AI learns from a set of training data how to give you the output you want. This is a strength in that it can learn complex things like how to pick out a dog from a cat. But it has a problem called an asymptote. The model will never be 100 percent certain that its output is correct. And the more the input varies from the training data, the more likely the output will be incorrect.
War is incredibly complex and there are many instances where real world input is far from the AI’s training data. This renders the model unreliable or makes it reliable in very narrow circumstances. Having to employ an AI in narrow contexts or face severe reliability issues means that humans must retain control to an extent that renders the machine more a hindrance than an asset. This is why drones in Ukraine remain piloted by humans rather than AI.

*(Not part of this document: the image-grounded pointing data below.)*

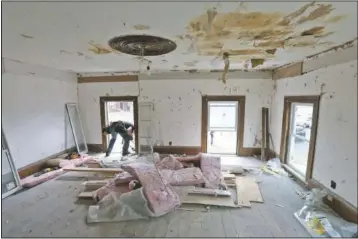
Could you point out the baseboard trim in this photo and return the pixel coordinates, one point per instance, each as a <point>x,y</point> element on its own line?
<point>188,150</point>
<point>192,150</point>
<point>337,203</point>
<point>95,148</point>
<point>38,165</point>
<point>248,152</point>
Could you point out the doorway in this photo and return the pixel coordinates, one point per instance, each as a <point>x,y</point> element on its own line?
<point>119,108</point>
<point>10,181</point>
<point>222,124</point>
<point>300,119</point>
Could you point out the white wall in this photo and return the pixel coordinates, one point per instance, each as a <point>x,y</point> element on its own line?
<point>33,110</point>
<point>336,143</point>
<point>177,104</point>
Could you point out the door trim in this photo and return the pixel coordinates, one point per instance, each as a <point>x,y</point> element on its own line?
<point>241,120</point>
<point>288,100</point>
<point>103,100</point>
<point>12,166</point>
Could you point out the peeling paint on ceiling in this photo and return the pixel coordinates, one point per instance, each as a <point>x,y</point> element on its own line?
<point>259,35</point>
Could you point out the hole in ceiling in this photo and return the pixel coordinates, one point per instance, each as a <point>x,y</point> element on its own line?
<point>142,45</point>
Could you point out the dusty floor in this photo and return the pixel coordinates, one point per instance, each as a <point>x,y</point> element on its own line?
<point>52,210</point>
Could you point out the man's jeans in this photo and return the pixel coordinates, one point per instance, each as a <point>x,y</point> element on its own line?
<point>126,139</point>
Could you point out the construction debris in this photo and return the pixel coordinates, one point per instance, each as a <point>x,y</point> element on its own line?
<point>152,186</point>
<point>273,167</point>
<point>320,220</point>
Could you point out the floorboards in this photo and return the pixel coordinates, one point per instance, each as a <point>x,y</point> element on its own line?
<point>52,210</point>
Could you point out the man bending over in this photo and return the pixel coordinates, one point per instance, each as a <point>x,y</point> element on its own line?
<point>125,130</point>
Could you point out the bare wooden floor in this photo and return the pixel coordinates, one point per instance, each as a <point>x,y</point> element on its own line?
<point>52,210</point>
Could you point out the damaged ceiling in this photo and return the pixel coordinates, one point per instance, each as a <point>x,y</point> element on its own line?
<point>262,35</point>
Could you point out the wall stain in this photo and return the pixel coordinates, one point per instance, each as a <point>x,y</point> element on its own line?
<point>321,11</point>
<point>141,27</point>
<point>257,141</point>
<point>336,18</point>
<point>65,52</point>
<point>313,31</point>
<point>323,85</point>
<point>27,36</point>
<point>98,49</point>
<point>209,31</point>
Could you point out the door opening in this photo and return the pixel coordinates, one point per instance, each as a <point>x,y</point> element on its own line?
<point>222,127</point>
<point>299,133</point>
<point>115,109</point>
<point>299,136</point>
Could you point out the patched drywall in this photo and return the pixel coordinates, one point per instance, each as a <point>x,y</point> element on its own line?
<point>177,105</point>
<point>255,34</point>
<point>336,143</point>
<point>33,110</point>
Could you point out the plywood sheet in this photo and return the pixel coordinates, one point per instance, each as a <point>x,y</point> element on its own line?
<point>288,71</point>
<point>247,191</point>
<point>228,175</point>
<point>210,192</point>
<point>94,170</point>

The promise of AI-enabled systems in war is so promising though that no military will forego developing these systems. So, what is to be done? The U.S. military has initiated a policy that lethal autonomous systems, powered by AI, must reflect appropriate levels of human judgment. The international community insists that any AI-enabled weapon must be under meaningful human control. But what is meaningful control, and when does meaningful control sacrifice meaningful autonomy to the point where having the system is no longer useful? When must judgment or control be applied? Continuously? Only when conducting a strike? When the system is being manufactured? There are no clear answers to these questions and it is likely that militaries will be forced to make hard choices based on the severity of their security situation. In the meantime, the machines are learning, and war is growing faster and ever more frightening.